Let There Be Colour

This is another image that I’ve been working on for my watercolour class.  I want it to be all about colour, lots of colour.  I really love doing the reflections of things in the water.    I think that as colourful as it is it may not be in it’s final form.  My question is do the reflections need more work.  They are each one colour from the boat to the bottom and maybe they could be broken up more.  Either broken up with some detail or maybe by adding another colour.  I’ve long wanted in my painting to have bright colours and this certainly has that.  A very contemporary feel.

I used a very neat watercolour technique that I learned from one of my early influences, Zoltan Szabo.  The bridge at the top was all painted exactly the same colour and value as the shadow at the right side.  Then when it was dry I lifted out with a wet brush all the rest of the bridge except for the shadow.  It’s a lovely effect that almost seems to create a drop shadow around the shadow.

4 thoughts on “Let There Be Colour

  1. Richard M Haemmerle

    Hi, I immensely enjoy your blog and videos. Thanks so much for all the time you devote so freely.

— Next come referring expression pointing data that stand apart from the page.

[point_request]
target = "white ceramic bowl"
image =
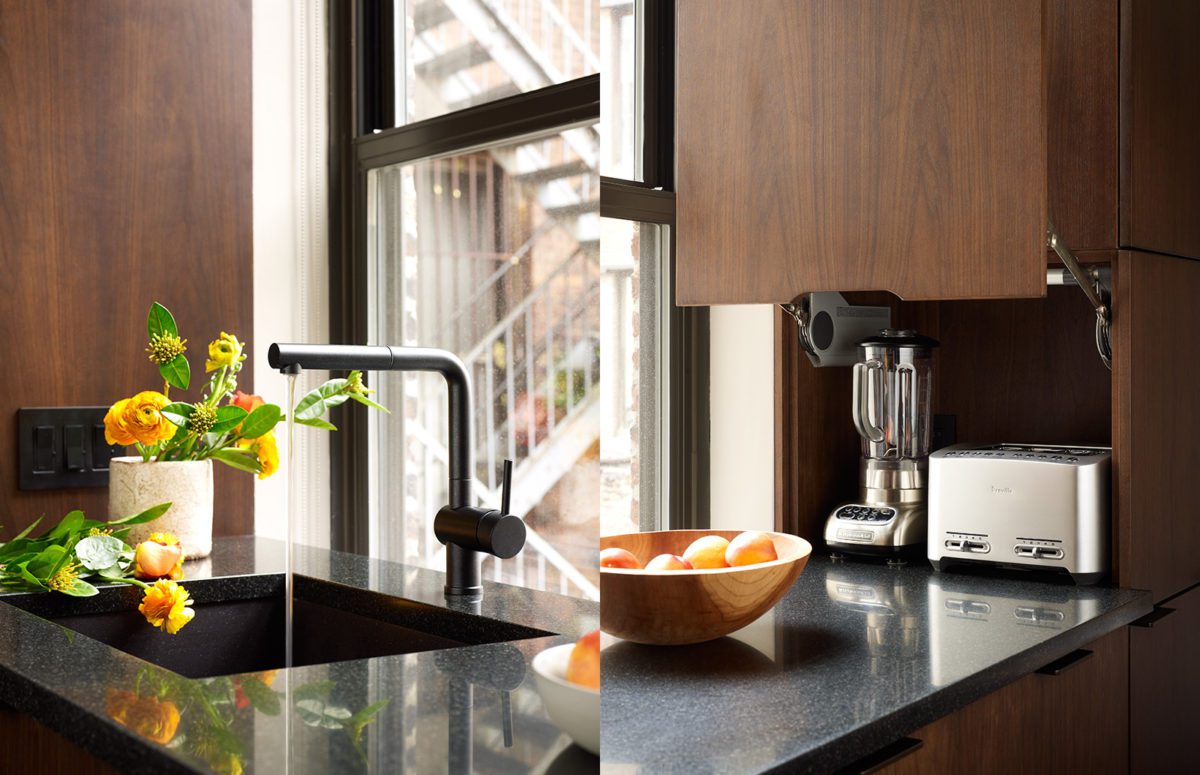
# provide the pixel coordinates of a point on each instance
(573, 708)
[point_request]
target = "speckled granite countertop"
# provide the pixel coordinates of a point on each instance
(856, 656)
(444, 708)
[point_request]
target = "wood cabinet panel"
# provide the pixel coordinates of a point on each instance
(1081, 120)
(835, 145)
(125, 178)
(1159, 114)
(1165, 689)
(1073, 722)
(1156, 414)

    My first impressions of this painting were simple, elegant and colorful. I like it a lot. But at your request, I switched to analytical mode. One area jumps out at me….the red and orange reflections, visually appear identical in shape and size. I’ve recently read Greg Alberts’ book about the one simple rule….Never make two intervals the same. Ahhh, but criticism is so easy. 🙂 Adios from Texas

    Richard

    Reply
    1. Rex Beanland Post author

      Richard:

      Thanks so much for your comment. Very insightful. It’s very interesting to me because this image and the last one of the bridge were ones I created from various sources because I felt that they contained some watercolour techniques that would be useful to my students. But when I make up paintings from my mind in a sense they are especially difficult. They are like intellectual exercises and I have to keep working at them ‘figure them out’. It’s the total opposite of painting plein air or even working from photographs. I mention that because I also love the colour of it but it just didn’t sit right as a painting. The similarity of the shapes that you mention is one thing that I noticed. Also the fact that the reflections are the same colour and value from the boat right to the edge of the paper doesn’t work. But the main thing is that I find my eye is not directed forcefully enough to the centre of interest ie the boat. I did another version of this painting for this week’s video clip and it is better but still has the same problem of not directing the eye where I want it to go. But as I look at it I see some things I can do to hopefully correct that. For me this is what makes art such a valuable journey. It’s all about discovery and moving forward.

      Rex

      Reply
  2. Shelley

    One thing I really like about this image is how it vacillates between realism and abstraction. Those are my favorite kind of paintings. Paintings that seem to only have a life in representation or are completely abstract/without any type of familiar anchor do not hold my interest like this type of image does.

    Reply
    1. Rex Beanland Post author

      Thanks Shelley:

      Your comment has me thinking a whole lot about this image. It has a lot of good things about it and a few things that I now realize need to be changed. That line between abstract and representational that you mention is one of the positives about this image. I’m particularly pleased that you see something like that in it because this is one the paintings that are starting to happen more and more often where I feel I’m beginning to express myself. It is very liberating.